Actually Mike, to be honest, I was sold from the get go. After reading the free samples of the book, and all the instrucational blog posts I instantly bought the book. I felt as if you really had a strong grasp and understanding on the LSAT and how students go about it, it was almost as if you named all my problems, and explained in a very simple way as to why they are problems.
Thus, the real reason why I posted this was because I wanted to know what was in it for you, or what is your motivation, and I got my answer from #5. By the way, the statistics are really impressive.
I’m excited to start this journey with your book, as a veteran of the LSAT (this is going to be my second time), this book actually got me really excited to start studying again, I believe this will be able to get me the improvements that I always wanted.
I am going to include some points that I enjoyed in the introduction ch, I want to provide you with my unique insight on why I was attracted-so you could use this information some way-as a thank you for providing a means of studying that sparks excitement without breaking my wallet: (I took a two month Testmasters course, and paid an extra 700 for the extended online version (your website introduced me to velocity, and I wished I saw it before-hand)).
- Using your own natural ability to answer the problems and having it be as simple and clean as possible. This was never mentioned in Testmasters, I just stuck as closely to mastering their techniques because I believed this was the best way. Once I started thinking for myself after three months of failing, I was able to break into the 160s and have a stronger grasp on LR. & being simple and clean, haven’t tried this yet, because I’m not that far in the book, but I really like the idea behind it. I did almost every LR problem because I thought the more I did the more I would understand what they would do, and nothing would surprise me come test day. The idea of only focusing on two or three fundamental problems is interesting.

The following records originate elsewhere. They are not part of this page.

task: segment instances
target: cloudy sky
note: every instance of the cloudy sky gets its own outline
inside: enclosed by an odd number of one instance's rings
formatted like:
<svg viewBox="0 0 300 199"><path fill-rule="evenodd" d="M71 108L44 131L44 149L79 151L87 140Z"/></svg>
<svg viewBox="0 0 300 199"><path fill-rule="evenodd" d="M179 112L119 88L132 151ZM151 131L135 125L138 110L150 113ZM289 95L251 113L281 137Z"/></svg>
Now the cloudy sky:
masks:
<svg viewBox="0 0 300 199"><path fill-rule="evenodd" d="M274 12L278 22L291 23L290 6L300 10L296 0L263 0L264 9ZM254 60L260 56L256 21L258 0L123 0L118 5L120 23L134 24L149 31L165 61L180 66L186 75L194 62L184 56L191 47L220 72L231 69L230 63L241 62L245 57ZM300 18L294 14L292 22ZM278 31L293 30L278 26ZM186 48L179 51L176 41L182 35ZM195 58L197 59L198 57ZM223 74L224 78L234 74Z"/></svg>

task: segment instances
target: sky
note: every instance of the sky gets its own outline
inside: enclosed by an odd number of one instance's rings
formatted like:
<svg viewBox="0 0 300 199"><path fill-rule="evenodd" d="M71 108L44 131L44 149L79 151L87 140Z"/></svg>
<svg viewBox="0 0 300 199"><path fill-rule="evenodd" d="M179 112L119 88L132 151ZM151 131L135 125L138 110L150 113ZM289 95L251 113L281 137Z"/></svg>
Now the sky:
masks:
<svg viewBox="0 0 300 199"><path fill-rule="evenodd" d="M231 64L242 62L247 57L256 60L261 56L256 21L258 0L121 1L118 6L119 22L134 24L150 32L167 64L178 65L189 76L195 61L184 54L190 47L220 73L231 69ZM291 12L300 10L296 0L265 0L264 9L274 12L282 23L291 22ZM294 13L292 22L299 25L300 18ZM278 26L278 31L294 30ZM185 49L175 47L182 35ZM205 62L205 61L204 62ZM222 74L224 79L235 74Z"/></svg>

- I was totally “drawn to learning systems that are technical and (seemingly) sophiscated!” In fact, I didn’t know there are different ways or techniques to solving a problem.
- Training the elephant, training the unconcious. Again, never mentioned in Testmasters, very attractive idea.
- Focusing on skills and habits. This instantly caught my attention. I gauged my readiness by doing PT tests. The month before the LSAT, I took 6 PTs a week. Taking a day off for the Lord’s day, got to give thanks, you know, and from there it would be wildly inconsistent, and the reviews wouldn’t be that meaningful. I couldn’t grasp where I had problems, actually I believed that given enough time I would be able to figure out every LR problem, and my problem was just with timing. I was trying to somehow figure out a way I could create more time by making the easier ones easier or the hard ones easier, thus, test after test I was focusing on my timing.But using skills-and I love the quote because I think this is an awesome idea-“I am not confident about this logical reasoning quesiton because I don’t think I am accurate at doing Y.” For me it was, “okay, I’m not ready because I’m scoring X.” But to think of it this way is genius because first you could grasp where you’re weak, drill it, then move on. The outcome, you are confident you can answer that type of LR on test day with ease and grace and move on.
I’m excited to start this journey Mike, expect me to be an avid user on this site, and I’ll do some free promoting!